I was recently in the company of a girl a couple years younger than me. She had a cell phone. Naturally, she would continually receive calls from her friends. The demand of the modern world is “connectivity at all times.” The Internet, the phone network – it’s all mobile now. You can take it with you wherever you go, so that you can contact other people whenever you want, and they will want to contact you in return. In Japan, cellular connectivity has become a kind of subculture. It’s called keitai. On the subways, on the street, you connect to the world with your cell phone, you carve out your little niche of territory by taking your friends with you. The exchange of information has become so very easy.

Communication has finally surpassed information. The number of ways that exist to say things outpace the number of things there are to say. We begin to text-message gossip to each other, cloaked in an arcane language of acronyms and abbreviations. The Internet has forever devalued the art of writing, as it strips language of subtlety and meaning. Youth of the modern age are impatient. They want things to be fast. I grew up on MS-DOS, and spent much of my adolescence in front of video game load screens. Computers have taught me patience. When I first used the Internet, DSL was only a dream and 128k was blazingly fast. Images you had to wait to load, and movies were a long wait for little payoff. But the rest of my generation, who started out on newer hardware, have become accustomed to getting things now, to fast, simple, personal transmissions.
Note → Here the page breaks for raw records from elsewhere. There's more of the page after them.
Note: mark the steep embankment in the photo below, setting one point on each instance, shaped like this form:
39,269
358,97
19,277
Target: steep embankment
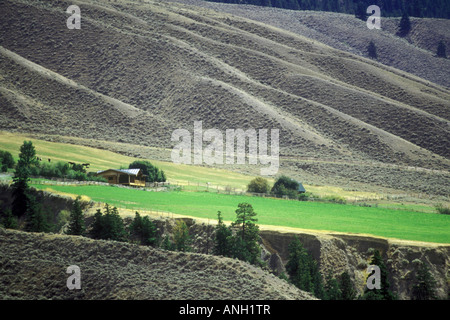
33,266
339,252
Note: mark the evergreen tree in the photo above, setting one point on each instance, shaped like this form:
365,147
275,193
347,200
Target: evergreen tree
245,244
167,244
441,51
425,286
332,290
405,25
35,220
152,173
143,230
384,292
223,244
181,238
76,221
372,50
20,189
360,11
108,226
303,270
6,161
97,226
346,287
8,220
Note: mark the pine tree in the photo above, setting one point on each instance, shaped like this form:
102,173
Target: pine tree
405,25
223,245
76,224
20,189
332,290
181,238
108,226
97,226
245,243
303,270
35,220
425,286
372,50
8,220
384,292
441,51
346,286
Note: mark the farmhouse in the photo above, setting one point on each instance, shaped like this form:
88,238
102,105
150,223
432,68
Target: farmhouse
301,188
127,177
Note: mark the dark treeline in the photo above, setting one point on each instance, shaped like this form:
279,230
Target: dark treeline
389,8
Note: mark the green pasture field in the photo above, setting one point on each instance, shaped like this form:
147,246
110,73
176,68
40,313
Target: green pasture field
399,224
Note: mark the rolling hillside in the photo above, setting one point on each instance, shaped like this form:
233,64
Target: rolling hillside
34,267
138,70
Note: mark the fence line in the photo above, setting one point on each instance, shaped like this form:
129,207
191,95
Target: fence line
186,185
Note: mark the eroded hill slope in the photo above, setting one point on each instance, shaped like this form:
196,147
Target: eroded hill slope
33,266
136,71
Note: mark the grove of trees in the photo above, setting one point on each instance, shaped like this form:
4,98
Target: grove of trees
389,8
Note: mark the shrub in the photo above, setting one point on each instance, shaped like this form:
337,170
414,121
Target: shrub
335,199
6,161
440,208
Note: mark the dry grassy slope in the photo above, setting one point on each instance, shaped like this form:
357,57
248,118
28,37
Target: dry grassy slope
33,266
167,65
347,33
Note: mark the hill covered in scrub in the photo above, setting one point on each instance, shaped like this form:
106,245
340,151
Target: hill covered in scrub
33,266
136,71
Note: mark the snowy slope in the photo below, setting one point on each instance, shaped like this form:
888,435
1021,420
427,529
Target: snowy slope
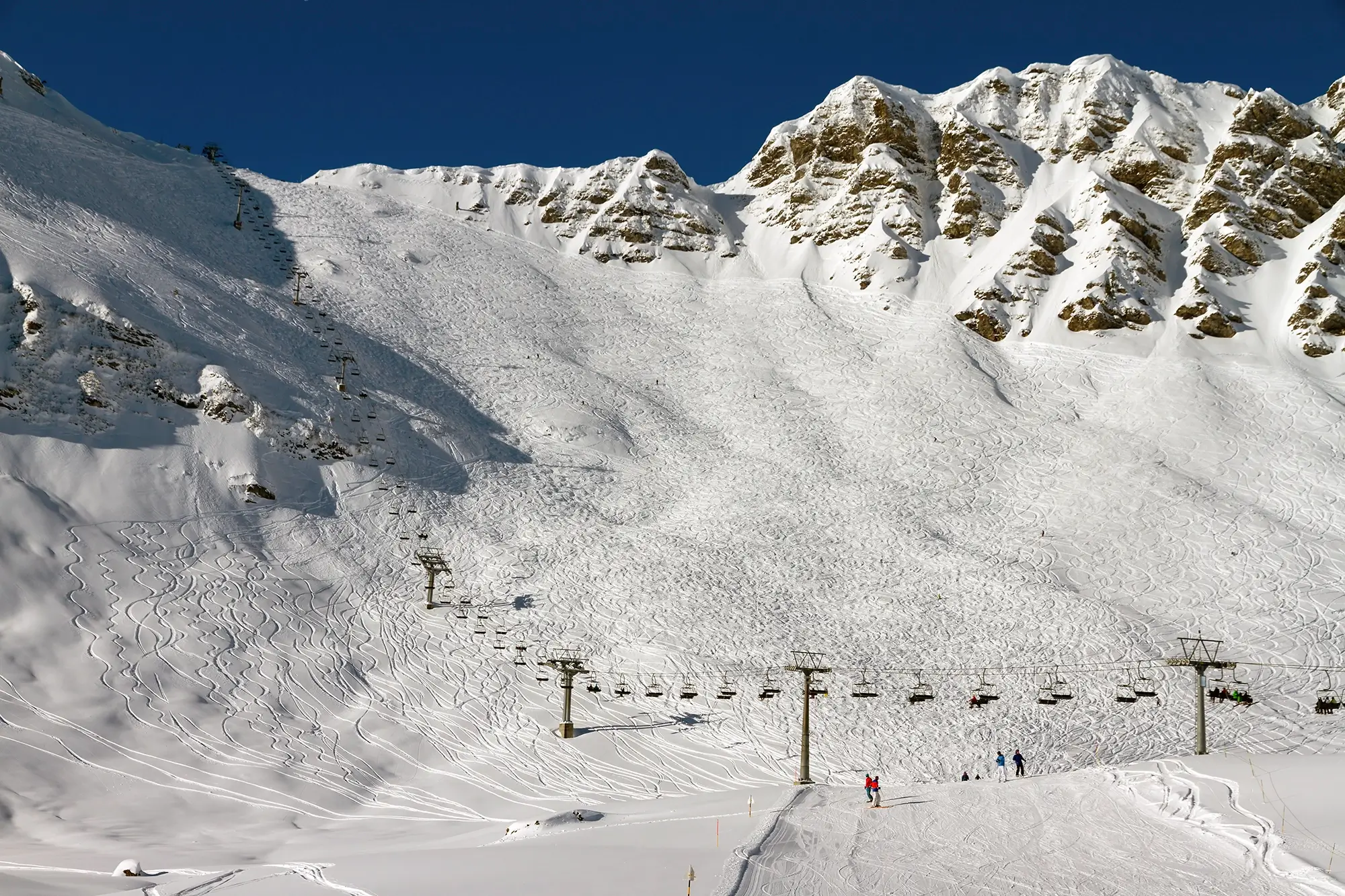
684,466
1061,204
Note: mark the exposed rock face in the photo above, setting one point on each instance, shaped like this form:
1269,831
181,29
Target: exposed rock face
1047,204
859,166
81,366
627,209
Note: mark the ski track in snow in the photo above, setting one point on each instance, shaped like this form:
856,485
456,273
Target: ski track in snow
1077,834
704,475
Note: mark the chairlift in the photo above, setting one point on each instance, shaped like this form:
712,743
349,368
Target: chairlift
864,688
1328,700
921,692
1061,688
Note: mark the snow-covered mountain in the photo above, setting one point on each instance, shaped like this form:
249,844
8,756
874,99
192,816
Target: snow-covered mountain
917,389
1056,204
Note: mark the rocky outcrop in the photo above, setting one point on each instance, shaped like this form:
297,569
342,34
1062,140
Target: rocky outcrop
860,163
83,366
1062,201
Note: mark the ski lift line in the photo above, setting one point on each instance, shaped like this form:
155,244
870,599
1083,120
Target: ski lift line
953,671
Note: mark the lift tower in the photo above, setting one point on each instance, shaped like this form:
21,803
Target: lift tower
809,665
432,560
1200,654
570,663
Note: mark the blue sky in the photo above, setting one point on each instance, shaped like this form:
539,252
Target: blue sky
293,87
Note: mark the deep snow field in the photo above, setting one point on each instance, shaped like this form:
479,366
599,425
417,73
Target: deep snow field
681,477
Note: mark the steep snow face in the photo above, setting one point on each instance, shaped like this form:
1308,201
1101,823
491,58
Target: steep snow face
1061,204
213,634
634,210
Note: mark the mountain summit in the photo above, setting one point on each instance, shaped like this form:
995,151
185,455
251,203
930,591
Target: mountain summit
1055,204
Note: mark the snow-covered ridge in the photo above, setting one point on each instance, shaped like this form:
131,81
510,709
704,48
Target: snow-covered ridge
1055,204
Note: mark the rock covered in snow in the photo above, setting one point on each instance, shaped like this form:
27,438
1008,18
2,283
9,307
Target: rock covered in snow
1063,201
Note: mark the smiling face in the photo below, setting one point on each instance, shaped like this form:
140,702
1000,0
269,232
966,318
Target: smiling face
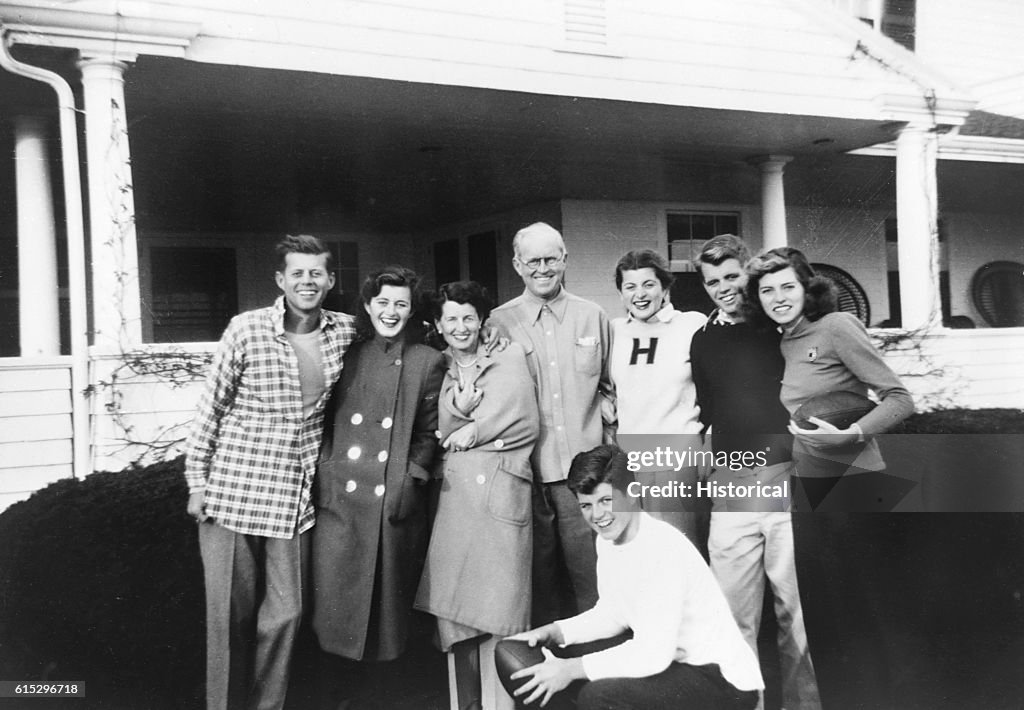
642,293
390,309
782,296
724,284
541,261
305,282
460,325
610,513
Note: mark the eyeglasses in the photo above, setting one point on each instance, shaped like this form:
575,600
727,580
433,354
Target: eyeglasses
548,261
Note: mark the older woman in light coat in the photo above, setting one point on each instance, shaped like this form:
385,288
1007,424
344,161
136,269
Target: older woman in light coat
477,575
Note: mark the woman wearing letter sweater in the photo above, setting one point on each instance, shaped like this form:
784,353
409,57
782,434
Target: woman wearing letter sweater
649,366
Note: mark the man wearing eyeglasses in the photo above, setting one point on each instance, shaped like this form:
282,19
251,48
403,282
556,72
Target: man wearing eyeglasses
566,340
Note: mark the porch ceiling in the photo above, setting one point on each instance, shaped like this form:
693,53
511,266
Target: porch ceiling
286,148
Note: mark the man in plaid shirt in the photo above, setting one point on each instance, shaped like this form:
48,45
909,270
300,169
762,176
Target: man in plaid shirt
250,463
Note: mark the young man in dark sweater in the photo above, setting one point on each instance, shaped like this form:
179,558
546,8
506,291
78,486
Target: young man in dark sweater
737,370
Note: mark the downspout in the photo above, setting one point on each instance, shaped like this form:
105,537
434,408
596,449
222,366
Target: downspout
76,250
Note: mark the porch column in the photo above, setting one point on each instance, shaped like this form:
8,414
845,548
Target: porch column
39,315
916,215
772,199
116,303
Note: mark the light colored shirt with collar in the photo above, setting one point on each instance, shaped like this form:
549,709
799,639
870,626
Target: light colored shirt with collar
566,340
659,587
253,448
650,370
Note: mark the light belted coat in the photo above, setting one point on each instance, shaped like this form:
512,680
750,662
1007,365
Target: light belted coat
477,577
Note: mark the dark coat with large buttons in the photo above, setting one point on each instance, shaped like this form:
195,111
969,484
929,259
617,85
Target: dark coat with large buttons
371,533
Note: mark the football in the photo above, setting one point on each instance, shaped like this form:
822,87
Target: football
511,656
839,409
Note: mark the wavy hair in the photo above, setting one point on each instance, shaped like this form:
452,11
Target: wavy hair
819,292
372,285
644,258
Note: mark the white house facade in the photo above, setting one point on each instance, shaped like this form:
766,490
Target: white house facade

There are extreme futures towards which we are headed. They are dark ones. The Internet will be replaced with a new connection protocol, one which can be monitored, regulated, and controlled. Uplinks will be implanted into us directly. We will have 100% connectivity, 100% information. But we will have lost our capacity to determine what is important. That will be determined by whatever sounded the most important on the newscasts. It will be determined by what your friends say. You’ve never seen them in person, but you talk with them all of the time. All of the time.
Keitai is the most paranoia-inducing thing in the world. Cell phones allow you to be tracked anywhere, whether or not they are turned on. People can find you and talk to you whenever they want. Theoretically, the information is confidential, but (corporations/the government/insert paranoid agency here) can always make a deal that you can’t find out about. But it’s not them that I’m concerned about. It’s the fact that face-to-face social contact is being supplemented and often replaced with digital translations of normal communication. We move daily towards the point where we are just people in invisible boxes speaking to each other over tin cans and wire, preferring the safe distance and sheltering communities of shared interests that the Internet provides over the often awkward and uncertain proposition of making physical friends the old-fashioned way.